But for this it is necessary to have a hierarchy of concepts. But in deep learning systems, the implementation of hierarchies is still very weak, since …
3. Deep learning does not yet have a natural way to work with hierarchical structure.
Since neural networks are still struggling to cope with hierarchies of concepts. Attempts to represent hierarchical structures in neural network models lead either to retraining of neural networks, or to the fact that they cannot fully differentiate recognition objects when going down the hierarchy.
The neural networks of deep learning have achieved some success in this matter, since hierarchies of images are implicitly and independently formed in them, but the whole question is to put some given hierarchy into the neural network in an explicit form. So far, this causes certain difficulties.
Although, for example, there are neural network models that transform sequences of words into some “vectors in a three-hundred-dimensional space of meanings, the essence of which is not clear to human consciousness”, which seem to even be grouped into some clusters. But again, these are not hierarchies, but all the same vector transformations, which, in fact, neural network models are.
On the other hand, the top-down paradigm has all the means to natively represent hierarchical concepts.
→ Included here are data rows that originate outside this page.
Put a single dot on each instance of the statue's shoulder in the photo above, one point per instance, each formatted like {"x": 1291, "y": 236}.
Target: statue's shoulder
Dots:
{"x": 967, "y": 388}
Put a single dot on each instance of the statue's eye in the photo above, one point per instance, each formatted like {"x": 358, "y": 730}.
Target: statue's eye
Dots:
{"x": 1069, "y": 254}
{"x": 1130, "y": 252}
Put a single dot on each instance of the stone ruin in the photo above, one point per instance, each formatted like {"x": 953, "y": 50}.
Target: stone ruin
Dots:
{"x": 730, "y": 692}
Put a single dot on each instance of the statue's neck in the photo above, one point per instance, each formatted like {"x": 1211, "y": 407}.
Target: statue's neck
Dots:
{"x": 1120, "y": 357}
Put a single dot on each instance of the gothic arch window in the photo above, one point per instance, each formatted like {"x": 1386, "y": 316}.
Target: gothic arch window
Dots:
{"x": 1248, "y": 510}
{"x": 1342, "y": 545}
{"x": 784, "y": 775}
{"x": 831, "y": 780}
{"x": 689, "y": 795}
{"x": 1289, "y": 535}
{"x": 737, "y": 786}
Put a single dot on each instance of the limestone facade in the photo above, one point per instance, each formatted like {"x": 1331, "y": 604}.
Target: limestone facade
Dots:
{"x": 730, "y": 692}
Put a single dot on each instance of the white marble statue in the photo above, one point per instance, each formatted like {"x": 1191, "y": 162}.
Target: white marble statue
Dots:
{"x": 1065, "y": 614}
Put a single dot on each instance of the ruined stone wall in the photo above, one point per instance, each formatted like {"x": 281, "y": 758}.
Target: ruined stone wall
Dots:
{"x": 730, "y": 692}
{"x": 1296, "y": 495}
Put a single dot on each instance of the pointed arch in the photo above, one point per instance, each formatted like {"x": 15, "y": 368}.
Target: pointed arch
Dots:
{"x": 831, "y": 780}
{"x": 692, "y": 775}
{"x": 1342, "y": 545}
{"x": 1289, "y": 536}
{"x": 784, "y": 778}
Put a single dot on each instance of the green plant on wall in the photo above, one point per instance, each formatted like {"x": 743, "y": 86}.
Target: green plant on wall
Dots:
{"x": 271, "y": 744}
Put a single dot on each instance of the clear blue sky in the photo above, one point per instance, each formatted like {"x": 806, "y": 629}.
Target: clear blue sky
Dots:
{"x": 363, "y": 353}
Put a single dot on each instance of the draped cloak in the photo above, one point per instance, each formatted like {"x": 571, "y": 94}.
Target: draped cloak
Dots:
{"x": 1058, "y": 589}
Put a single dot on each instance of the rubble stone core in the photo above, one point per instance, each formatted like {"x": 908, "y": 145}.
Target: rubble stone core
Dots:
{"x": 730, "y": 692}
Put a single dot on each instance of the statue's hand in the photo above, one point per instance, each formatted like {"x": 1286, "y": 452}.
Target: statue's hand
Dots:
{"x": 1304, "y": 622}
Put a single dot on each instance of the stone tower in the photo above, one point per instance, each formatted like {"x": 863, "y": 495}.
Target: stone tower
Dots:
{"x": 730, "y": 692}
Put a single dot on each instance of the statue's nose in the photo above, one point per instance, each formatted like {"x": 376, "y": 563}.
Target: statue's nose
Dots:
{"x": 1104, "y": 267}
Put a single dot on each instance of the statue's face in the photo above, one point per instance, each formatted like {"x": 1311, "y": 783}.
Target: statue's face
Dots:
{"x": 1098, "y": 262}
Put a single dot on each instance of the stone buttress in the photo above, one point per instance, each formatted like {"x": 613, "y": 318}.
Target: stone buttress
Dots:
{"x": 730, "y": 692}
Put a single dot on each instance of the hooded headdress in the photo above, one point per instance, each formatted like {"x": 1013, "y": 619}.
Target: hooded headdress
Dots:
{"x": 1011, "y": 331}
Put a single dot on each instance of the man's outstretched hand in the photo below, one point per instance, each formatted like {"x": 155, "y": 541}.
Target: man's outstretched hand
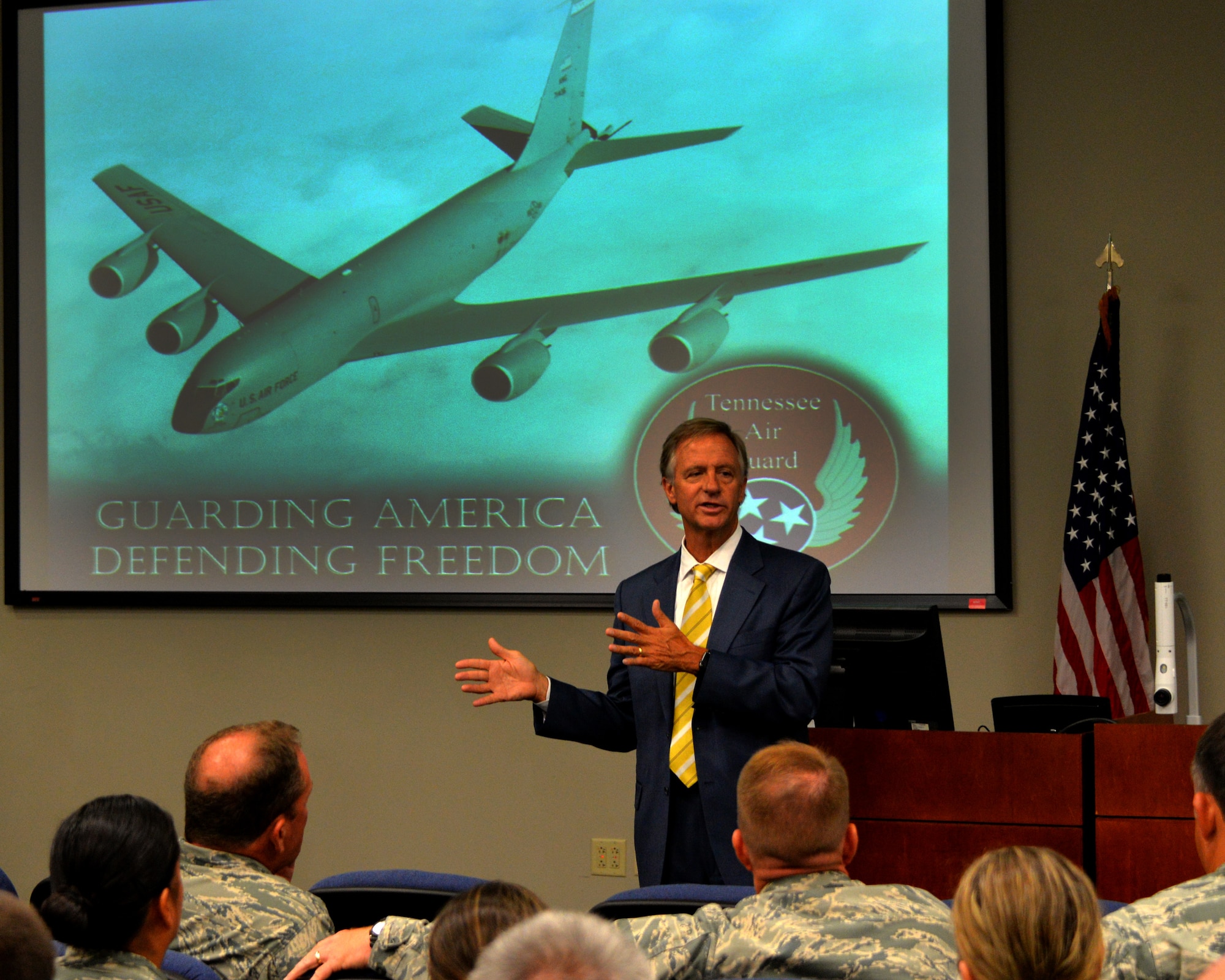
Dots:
{"x": 349, "y": 950}
{"x": 513, "y": 677}
{"x": 663, "y": 647}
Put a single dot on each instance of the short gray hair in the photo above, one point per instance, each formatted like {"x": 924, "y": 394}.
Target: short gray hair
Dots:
{"x": 573, "y": 945}
{"x": 693, "y": 429}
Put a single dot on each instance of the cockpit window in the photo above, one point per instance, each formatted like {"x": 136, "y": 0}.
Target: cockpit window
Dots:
{"x": 197, "y": 404}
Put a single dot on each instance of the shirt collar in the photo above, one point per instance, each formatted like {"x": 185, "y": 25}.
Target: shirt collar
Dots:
{"x": 721, "y": 559}
{"x": 204, "y": 857}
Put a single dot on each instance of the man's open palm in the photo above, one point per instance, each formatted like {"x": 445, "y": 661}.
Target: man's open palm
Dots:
{"x": 513, "y": 677}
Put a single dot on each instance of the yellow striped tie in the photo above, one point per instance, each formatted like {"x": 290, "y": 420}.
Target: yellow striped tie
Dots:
{"x": 696, "y": 625}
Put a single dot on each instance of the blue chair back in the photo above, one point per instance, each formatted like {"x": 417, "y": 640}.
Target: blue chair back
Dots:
{"x": 669, "y": 900}
{"x": 362, "y": 899}
{"x": 189, "y": 968}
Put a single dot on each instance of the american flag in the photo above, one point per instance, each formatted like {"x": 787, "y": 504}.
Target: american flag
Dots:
{"x": 1102, "y": 634}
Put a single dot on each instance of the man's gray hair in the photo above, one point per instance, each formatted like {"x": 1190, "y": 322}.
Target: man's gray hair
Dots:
{"x": 695, "y": 429}
{"x": 567, "y": 945}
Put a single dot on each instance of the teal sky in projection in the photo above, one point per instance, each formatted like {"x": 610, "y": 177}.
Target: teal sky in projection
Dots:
{"x": 317, "y": 129}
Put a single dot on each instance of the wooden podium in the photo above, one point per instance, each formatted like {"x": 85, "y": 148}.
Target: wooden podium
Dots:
{"x": 1144, "y": 830}
{"x": 929, "y": 803}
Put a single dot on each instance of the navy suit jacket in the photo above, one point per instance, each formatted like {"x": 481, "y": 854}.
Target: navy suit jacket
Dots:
{"x": 770, "y": 650}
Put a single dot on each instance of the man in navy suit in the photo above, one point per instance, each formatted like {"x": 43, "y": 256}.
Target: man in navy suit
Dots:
{"x": 760, "y": 671}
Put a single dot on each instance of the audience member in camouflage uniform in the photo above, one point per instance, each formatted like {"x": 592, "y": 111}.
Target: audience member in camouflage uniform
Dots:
{"x": 116, "y": 890}
{"x": 416, "y": 950}
{"x": 1027, "y": 913}
{"x": 247, "y": 790}
{"x": 809, "y": 919}
{"x": 1175, "y": 934}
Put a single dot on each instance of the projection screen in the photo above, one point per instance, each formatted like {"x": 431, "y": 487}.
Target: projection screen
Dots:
{"x": 395, "y": 302}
Even with the help of productions, this can be done, not to mention the semantic networks and ontologies that are designed for this.
But here we are again talking about the explicit representation of knowledge and deductive learning with a teacher, although it is quite possible to build artificial intelligent systems that are trained not in a special learning mode, but in the process of interacting with the environment. The main thing is that the right reinforcement comes from the environment.
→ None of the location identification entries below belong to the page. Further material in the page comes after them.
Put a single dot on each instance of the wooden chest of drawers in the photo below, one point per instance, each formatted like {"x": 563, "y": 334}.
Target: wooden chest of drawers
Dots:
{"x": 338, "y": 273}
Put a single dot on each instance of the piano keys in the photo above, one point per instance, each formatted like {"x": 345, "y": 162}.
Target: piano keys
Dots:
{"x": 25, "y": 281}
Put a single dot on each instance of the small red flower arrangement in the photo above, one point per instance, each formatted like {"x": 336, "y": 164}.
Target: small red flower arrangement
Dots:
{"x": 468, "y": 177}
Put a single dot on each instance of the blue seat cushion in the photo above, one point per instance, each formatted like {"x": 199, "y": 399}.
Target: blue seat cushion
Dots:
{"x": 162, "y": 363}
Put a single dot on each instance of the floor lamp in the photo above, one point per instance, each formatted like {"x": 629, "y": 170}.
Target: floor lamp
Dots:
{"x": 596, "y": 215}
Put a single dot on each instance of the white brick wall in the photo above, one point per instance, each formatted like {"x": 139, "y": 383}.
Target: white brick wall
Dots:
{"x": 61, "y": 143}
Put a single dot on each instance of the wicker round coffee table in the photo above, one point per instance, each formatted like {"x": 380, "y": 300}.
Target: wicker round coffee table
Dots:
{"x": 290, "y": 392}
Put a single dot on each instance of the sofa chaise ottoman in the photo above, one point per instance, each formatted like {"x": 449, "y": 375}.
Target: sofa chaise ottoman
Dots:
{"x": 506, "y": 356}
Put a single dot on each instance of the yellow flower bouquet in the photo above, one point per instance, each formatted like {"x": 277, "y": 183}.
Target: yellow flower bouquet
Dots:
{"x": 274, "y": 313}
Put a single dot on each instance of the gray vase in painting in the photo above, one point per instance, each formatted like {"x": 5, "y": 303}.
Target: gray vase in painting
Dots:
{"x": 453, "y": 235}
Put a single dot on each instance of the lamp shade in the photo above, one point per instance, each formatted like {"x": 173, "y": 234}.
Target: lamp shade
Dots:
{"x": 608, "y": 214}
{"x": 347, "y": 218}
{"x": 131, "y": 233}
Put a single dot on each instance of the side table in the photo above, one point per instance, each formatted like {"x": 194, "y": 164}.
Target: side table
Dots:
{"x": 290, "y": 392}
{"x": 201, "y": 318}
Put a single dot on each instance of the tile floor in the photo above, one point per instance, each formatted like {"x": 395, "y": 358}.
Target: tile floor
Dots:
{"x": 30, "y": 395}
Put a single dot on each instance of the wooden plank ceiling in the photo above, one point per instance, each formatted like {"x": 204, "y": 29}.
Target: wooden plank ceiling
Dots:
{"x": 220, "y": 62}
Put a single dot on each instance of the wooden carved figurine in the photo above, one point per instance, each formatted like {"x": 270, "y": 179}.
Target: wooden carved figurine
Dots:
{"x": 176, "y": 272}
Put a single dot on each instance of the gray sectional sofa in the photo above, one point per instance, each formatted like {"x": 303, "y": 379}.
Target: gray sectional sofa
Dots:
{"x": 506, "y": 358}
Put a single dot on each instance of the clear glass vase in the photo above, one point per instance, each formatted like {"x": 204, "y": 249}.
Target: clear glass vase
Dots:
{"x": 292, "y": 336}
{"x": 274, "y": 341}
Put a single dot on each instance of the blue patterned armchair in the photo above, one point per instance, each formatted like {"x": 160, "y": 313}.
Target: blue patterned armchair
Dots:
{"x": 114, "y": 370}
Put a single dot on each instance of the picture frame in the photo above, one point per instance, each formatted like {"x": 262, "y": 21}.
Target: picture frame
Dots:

So when using the hybrid approach, you can again take the best of both paradigms. At the lower level, recognizing neural networks will determine specific objects and concepts with which the system has to interact, and at a higher level, these recognized concepts can fit into semantic networks to determine hierarchical relationships and obtain generalized conclusions based on higher-order classes that include the recognized object. For example, a visual neural network recognizes a man’s face in a photograph, and at the upper level, not only personal data and physical characteristics are added to the specific characteristics of the recognized face, but also concepts such as “adult”, “male”, “human”, “primate”, “Mammal” and all other classes, which include all the underlying objects of the hierarchy.
4. Deep Learning still has a hard time dealing with imprecisely defined concepts.
In the course of their life, people are constantly faced with situations where data is incomplete, information is inaccurate, knowledge is contradictory, indistinct and uncertain. These so-called NOT-factors of knowledge permeate the entire information fabric of our reality by virtue of its very nature, since the accuracy of data cannot be increased indefinitely due to fundamental limitations.
The human mind has learned to handle such situations, but there is no deep learning system, since they require clearly labeled data and the most complete set of input parameter values for training. It is only recently that combined mechanisms have begun to appear for processing with fuzzy or uncertainty using knowledge neural networks.
At the same time, the symbolic approach in artificial intelligence does an excellent job with non-factors.
A variety of formalisms are intended for this, from the Dempster-Schafer method, L. Zade’s fuzzy logic to soft and linguistic calculations. These formalisms make it possible to carry out a conclusion even in the case of a high degree of uncertainty, having obtained quite acceptable results.
Nevertheless, knowledge also has non-factors of a different kind, which do not relate to specific information, but to knowledge in general. This is the already mentioned incompleteness, this is inconsistency and incorrectness, this is inadequacy and some other properties of knowledge that manifest themselves in people to varying degrees, but characterize each person according to the degree of his expertise in one area or another (you can be an expert in one area, having all available completeness of knowledge in it, and a layman in another, having no knowledge in it at all). Hybrid artificial intelligence systems can combine the power of deep learning to reveal new knowledge in data and formal methods of processing non-factors to work in conditions of uncertainty and incompleteness of information.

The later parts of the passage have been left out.